Migrating to Python 2.7, part 1: Threadsafe

Posted by Nick Johnson | Filed under python, threading, python-27, google-app-engine

With the recent experimental release of Python 2.7 support, many people are starting to move their apps from the 2.5 runtime to 2.7. In this series of posts, I'll go over the various considerations for migrating your app in detail, starting with the most immediately obvious - and arguably biggest impact - of them all: threadsafe and multithreaded Python apps.

As you're probably aware, the 2.7 runtime supports making your Python app multithreaded, meaning a single instance of the app may service multiple user requests at the same time. Due to the Global Interpreter Lock, a multithreaded Python app still has limited concurrency, but since most of the wallclock time of a typical App Engine app is spent waiting for RPCs - during which the GIL is not held - the parallelism, and corresponding improvements in utilization, can be substantial.

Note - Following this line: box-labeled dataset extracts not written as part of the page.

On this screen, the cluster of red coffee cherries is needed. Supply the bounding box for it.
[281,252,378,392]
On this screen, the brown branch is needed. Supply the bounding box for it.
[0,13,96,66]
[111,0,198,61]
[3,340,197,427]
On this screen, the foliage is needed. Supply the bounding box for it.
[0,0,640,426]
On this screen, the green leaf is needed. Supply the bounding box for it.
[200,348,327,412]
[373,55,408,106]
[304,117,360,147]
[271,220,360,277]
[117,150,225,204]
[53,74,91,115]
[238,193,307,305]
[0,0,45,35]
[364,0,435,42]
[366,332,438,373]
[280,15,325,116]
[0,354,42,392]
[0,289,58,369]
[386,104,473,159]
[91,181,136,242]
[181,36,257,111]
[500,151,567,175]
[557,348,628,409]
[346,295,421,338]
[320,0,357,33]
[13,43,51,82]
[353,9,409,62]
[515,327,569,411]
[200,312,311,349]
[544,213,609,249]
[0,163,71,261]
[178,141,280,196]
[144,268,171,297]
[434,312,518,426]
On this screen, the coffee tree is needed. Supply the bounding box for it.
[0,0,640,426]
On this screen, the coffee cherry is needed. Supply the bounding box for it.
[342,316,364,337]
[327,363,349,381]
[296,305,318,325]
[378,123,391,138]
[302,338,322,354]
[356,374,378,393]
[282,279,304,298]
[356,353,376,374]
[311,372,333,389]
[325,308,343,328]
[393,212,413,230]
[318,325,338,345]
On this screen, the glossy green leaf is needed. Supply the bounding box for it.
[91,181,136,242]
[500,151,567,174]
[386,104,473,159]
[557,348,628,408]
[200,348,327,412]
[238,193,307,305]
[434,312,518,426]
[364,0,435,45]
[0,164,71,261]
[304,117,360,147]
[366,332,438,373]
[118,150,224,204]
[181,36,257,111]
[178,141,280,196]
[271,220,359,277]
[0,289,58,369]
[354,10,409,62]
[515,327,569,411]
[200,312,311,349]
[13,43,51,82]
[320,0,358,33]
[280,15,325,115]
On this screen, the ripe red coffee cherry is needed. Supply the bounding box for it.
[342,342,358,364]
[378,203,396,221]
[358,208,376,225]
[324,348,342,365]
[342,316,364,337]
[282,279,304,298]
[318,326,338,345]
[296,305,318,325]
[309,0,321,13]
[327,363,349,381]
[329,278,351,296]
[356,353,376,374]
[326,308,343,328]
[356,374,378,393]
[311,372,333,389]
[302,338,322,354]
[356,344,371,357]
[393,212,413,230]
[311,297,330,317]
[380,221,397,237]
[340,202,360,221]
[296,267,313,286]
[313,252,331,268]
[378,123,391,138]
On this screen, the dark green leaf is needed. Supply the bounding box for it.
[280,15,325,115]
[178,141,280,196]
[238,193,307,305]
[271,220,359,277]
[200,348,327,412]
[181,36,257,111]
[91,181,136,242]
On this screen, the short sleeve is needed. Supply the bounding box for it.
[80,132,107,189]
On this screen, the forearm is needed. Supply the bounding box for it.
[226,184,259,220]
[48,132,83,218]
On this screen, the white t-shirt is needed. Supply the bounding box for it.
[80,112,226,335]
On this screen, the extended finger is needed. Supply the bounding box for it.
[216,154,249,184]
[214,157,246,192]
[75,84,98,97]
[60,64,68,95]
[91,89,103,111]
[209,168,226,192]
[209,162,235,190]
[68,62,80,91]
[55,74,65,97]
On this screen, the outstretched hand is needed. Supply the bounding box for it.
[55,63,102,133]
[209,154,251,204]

Moving to Python 2.7 and enabling multithreading is pretty straightforward. First, you have to update your app.yaml. Suppose the start of your app.yaml looks something like this:

application: myapp
version: main
runtime: python
api_version: 1

To switch to Python 2.7, you change it to this (changes are highlighted):

application: myapp
version: main
runtime: python27
api_version: 1
threadsafe: true

All we've done here is changed the runtime name from 'python' to 'python27', and added a new line, 'threadsafe: true', which should be fairly self-explanatory.

That's not quite it, though. Apps on the Python 2.5 runtime use a CGI-inspired model, meaning every app has some boilerplate in its handler that goes something like this:

application = webapp.WSGIApplication(...) # Or something else if you're not using webapp

def main():
  run_wsgi_app(application)

if __name__ == '__main__':
  main()

First we define a WSGI application in the 'application' variable - so far, so straight-forward, and the same as any other platform. Then, we define a main method, which runs the WSGI app. And finally, the mysterious "if __name__ == '__main__'" stanza, omission of which has caused many mysterious bugs for new App Engine programmers. The reason for this tells us a little about App Engine's original design, so I hope you'll permit me a slight diversion to explain why it worked this way, and why it's necessary to change it now. If you already know what CGI is and how it works, and how it's implemented in App Engine, feel free to skip ahead to the interesting stuff.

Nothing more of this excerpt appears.